Deighton, who proudly sports a Grey Cup ring engraved from that last championship in 1990 — given to him as a gift from the team — got his start in the costume as an emergency call-up.
His friend was the team's marketing director at the time and invited Deighton to come watch a game from the sideline.
The person performing as Buzz went down with an injury and Deighton slipped into the gear and was "terrible," he said.
People who didn't know he was in the costume talked about how bad Buzz's rhythm and timing was that day. Still, he kept the gig, shifting over to Boomer when Buzz was healed.
"I put the work into understanding the audience, our fans, what makes them tick; also, the flow of the game as well as putting together skits," Deighton said.
"By doing so, I was able to learn the craft of mascotting."
Since his start, he has seen about a dozen people come and go as the Buzz character, as the demands and physical exhaustion of the job take a toll.
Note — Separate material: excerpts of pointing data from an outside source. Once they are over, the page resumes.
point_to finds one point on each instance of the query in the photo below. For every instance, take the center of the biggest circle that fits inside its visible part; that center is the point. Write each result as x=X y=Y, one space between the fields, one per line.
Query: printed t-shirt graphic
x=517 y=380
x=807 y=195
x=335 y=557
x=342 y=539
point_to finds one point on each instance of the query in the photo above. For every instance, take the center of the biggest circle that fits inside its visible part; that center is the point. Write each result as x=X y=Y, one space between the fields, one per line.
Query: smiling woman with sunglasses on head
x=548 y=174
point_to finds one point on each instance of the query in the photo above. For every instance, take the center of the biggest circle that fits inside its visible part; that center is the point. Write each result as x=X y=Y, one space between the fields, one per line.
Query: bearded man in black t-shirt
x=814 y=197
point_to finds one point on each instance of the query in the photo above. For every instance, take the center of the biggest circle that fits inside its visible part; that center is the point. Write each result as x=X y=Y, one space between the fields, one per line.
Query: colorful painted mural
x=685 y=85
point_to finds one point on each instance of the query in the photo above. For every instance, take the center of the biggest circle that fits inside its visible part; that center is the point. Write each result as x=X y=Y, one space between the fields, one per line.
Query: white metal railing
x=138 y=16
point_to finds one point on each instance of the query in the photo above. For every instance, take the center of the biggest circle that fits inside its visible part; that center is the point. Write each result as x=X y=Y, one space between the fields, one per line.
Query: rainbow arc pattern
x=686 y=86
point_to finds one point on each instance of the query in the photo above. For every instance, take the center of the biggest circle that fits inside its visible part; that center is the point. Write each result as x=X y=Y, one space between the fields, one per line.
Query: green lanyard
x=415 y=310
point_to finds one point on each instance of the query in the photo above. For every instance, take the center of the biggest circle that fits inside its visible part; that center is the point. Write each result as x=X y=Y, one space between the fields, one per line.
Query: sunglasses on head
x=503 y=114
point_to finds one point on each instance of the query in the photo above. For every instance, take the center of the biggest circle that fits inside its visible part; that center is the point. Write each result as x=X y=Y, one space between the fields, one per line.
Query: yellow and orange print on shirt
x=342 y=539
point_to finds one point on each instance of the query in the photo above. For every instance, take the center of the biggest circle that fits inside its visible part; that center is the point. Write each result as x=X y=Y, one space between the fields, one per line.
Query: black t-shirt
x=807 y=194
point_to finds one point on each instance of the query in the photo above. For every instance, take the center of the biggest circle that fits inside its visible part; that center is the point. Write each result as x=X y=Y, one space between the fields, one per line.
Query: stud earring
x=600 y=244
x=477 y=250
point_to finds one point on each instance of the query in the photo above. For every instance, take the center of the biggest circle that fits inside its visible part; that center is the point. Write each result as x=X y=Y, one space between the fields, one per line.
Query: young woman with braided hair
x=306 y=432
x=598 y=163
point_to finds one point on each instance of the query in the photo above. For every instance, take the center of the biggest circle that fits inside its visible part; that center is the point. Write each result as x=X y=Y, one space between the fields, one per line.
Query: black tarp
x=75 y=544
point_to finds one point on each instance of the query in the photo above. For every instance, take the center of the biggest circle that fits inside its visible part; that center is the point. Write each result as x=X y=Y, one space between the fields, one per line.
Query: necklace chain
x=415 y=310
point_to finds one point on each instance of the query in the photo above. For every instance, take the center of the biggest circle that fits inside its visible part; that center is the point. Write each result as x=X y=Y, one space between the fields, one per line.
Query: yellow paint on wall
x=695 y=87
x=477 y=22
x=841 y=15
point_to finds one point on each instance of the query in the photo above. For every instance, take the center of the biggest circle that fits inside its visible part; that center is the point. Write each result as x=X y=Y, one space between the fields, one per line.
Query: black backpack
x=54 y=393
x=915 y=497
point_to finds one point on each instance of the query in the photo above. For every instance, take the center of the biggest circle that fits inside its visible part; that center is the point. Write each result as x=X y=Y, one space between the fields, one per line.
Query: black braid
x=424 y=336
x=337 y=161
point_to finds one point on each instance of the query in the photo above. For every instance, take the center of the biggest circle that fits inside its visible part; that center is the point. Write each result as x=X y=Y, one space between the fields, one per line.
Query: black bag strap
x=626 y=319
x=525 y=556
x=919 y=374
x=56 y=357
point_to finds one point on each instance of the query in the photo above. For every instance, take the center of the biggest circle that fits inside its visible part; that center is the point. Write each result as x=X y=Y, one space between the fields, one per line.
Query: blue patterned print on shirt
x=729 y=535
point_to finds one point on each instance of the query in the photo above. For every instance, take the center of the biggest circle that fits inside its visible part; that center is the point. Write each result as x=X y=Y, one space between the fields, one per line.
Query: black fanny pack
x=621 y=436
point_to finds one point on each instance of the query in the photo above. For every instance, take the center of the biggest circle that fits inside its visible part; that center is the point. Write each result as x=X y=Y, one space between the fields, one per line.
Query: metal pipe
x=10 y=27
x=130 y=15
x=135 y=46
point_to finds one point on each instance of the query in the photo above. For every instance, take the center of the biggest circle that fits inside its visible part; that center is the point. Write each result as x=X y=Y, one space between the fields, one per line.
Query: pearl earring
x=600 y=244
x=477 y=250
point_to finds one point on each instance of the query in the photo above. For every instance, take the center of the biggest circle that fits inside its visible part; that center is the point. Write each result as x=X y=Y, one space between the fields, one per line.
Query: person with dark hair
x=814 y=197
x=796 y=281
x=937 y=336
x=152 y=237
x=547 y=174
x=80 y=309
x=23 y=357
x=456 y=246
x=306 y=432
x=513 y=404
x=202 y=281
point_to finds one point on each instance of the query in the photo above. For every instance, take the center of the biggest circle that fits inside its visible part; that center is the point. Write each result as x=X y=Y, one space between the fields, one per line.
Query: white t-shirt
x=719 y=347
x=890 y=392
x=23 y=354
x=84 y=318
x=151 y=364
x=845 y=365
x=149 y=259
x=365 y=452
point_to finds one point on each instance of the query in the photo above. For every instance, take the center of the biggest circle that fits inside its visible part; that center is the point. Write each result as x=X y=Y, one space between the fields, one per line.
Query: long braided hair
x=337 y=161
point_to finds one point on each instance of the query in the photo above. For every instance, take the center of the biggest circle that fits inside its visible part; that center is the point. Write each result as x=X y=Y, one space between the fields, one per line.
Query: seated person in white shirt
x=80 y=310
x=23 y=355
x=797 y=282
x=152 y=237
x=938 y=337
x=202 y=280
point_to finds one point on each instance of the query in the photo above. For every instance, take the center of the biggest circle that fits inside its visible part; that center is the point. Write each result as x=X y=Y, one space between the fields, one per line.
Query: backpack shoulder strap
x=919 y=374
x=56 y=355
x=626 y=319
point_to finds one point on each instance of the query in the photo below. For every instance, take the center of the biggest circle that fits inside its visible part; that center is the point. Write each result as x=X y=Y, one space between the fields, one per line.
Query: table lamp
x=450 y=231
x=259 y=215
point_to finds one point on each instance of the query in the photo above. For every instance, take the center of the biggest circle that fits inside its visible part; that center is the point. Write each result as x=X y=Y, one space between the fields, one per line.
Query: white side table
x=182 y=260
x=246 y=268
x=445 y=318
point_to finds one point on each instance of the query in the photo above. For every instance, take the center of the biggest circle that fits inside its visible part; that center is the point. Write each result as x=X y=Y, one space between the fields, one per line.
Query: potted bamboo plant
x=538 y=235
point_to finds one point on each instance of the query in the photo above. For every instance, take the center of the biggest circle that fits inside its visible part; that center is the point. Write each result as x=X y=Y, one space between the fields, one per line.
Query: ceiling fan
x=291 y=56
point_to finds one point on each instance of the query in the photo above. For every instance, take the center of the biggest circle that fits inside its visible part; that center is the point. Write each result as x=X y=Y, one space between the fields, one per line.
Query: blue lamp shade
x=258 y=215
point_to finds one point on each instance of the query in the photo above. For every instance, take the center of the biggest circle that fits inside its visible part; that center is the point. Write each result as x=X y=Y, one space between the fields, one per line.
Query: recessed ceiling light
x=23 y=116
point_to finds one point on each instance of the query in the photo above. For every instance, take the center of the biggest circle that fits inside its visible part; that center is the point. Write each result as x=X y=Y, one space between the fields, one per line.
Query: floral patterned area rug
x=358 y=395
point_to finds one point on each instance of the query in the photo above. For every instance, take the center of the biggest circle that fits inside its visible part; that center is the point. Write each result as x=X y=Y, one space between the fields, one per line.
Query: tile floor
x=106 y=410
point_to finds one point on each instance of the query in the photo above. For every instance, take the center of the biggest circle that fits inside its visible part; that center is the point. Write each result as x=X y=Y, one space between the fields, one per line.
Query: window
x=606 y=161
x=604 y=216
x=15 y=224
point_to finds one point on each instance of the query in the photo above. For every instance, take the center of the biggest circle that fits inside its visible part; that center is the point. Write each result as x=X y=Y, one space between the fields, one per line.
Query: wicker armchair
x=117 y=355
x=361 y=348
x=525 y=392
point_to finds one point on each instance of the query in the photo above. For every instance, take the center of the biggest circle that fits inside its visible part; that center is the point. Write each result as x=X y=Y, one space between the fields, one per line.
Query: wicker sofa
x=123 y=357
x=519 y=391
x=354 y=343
"When you're dealing with a very humid day, it's actually dangerous.You've got to be in condition," said Deighton, who goes to the gym every day.
When you're dealing with a very humid day, it's actually dangerous.You've got to be in condition.- James Deighton
Now he trains others to perform and the duties have been spread out over several people, with a team of nine others sharing the role.
Deighton no longer does the game-day antics but is the coordinator of it all. His team splits those performances while Deighton does a good chunk of the 180-ish annual public and community appearances.
That includes some this coming weekend.
Although he won't be behind a bench with players in Blue and Gold, Deighton (and Boomer) will be at the Grey Cup in Edmonton.
He'll perform in costume at Touchdown Manitoba, a Manitoba-style social event with bands, player autographs, a silent auction and Old Dutch potato chips.
He'll also be at Bomber House, the team's official fan base during the Grey Cup Festival.
"And I'll be attending the game, as myself."